Pendant longtemps on pensait qu’une bonne orthographe devait être phonographique, régulière, dans laquelle les relations phonèmes/graphèmes1 devaient être transparentes. Le corollaire de ce point de vue était que la complexité de l’orthographe était jugée comme péjorative au nom des surplus culturels qui accompagnent les fautes d’orthographe.
Ce mythe de la pureté orthographique est très ancien, beaucoup d’auteurs défendaient l’idée qu’une bonne orthographe devait être le miroir de la prononciation. « En linguistique, toute vérité entre par les oreilles, toute sottise par les yeux », selon Frey (1929). Ce mythe de la pureté alphabétique a d’ailleurs des échos du côté des linguistes qui se méfiaient de l’écriture.

À côté de cette tendance puriste sur l’orthographe, il y a d’autres positions sur la mixité graphique : les pionniers, tels que Keneth L. Pike, linguiste américain (1947), militaient pour la co-présence de plusieurs orthographes dont il défendaient la variation.
Dans ces analyses sur la mixité, se profilent des conceptions linguistiques plus classiques, plus équilibrées qui sont celles du rapport entre langue et écriture : l'orthographe doit à la fois aider le lecteur et le scripteur expert, mais aussi ceux qui apprennent à lire et écrire.
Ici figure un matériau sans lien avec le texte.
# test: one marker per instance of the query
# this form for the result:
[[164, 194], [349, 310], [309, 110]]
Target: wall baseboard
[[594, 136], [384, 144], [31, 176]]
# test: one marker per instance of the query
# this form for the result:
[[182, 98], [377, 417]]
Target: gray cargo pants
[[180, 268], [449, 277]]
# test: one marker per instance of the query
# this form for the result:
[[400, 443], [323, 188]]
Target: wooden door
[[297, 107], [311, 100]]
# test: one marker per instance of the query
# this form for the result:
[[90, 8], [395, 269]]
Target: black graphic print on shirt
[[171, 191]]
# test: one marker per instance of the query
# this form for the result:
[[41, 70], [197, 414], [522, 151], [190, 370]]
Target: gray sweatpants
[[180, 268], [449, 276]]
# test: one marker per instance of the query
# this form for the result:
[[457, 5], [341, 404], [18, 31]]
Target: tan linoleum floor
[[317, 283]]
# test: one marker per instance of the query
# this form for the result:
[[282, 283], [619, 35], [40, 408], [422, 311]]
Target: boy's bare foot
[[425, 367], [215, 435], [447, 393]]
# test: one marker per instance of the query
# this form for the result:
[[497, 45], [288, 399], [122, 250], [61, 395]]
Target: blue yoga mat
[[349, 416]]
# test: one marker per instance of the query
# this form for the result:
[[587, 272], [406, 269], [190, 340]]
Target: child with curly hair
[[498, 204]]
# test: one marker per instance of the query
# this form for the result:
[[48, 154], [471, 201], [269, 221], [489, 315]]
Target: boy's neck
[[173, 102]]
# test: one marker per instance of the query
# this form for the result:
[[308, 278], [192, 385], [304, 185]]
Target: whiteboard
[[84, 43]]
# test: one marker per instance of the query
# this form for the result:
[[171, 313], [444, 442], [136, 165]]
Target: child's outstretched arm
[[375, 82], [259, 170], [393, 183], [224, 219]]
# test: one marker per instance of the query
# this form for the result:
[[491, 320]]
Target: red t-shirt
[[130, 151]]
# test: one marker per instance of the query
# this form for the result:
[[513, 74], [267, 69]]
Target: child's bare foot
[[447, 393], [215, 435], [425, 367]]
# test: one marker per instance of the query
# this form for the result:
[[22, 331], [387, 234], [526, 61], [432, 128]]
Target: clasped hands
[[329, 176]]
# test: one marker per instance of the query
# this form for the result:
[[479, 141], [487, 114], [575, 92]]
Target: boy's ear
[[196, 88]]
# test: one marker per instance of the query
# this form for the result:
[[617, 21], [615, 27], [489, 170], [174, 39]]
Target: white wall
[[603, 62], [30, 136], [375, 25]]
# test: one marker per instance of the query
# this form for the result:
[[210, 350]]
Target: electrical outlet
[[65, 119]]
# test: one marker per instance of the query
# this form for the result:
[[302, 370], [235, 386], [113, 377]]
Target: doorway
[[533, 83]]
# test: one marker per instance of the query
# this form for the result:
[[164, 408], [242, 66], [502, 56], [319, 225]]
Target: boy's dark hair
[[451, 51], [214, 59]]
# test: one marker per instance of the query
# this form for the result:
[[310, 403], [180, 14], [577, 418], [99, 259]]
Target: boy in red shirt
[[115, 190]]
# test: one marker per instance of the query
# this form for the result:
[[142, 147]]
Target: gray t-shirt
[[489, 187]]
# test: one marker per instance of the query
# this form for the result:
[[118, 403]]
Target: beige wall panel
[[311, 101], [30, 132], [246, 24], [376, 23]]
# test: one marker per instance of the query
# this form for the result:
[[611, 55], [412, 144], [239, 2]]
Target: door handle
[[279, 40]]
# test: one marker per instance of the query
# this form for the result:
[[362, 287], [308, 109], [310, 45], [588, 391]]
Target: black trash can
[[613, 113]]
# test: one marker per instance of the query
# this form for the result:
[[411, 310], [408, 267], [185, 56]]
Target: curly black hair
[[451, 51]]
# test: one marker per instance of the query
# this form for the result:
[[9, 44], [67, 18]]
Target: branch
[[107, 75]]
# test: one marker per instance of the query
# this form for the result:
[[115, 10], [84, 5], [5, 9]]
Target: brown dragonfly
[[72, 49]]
Une double articulation se construit entre le lexique et la grammaire (lexèmes [unité de base du lexique] et morphèmes), qui combinent la relation à l'oral (phonographie) et le sens (sémiographie), chacune des dimensions cherchant à être aussi efficace, économique et transparente que possible et la moins ambiguë.

1 Les phonèmes sont les plus petites unités phoniques susceptibles de différencier des mots. Les graphèmes sont les lettres ou séquences de lettres utilisées pour les écrire.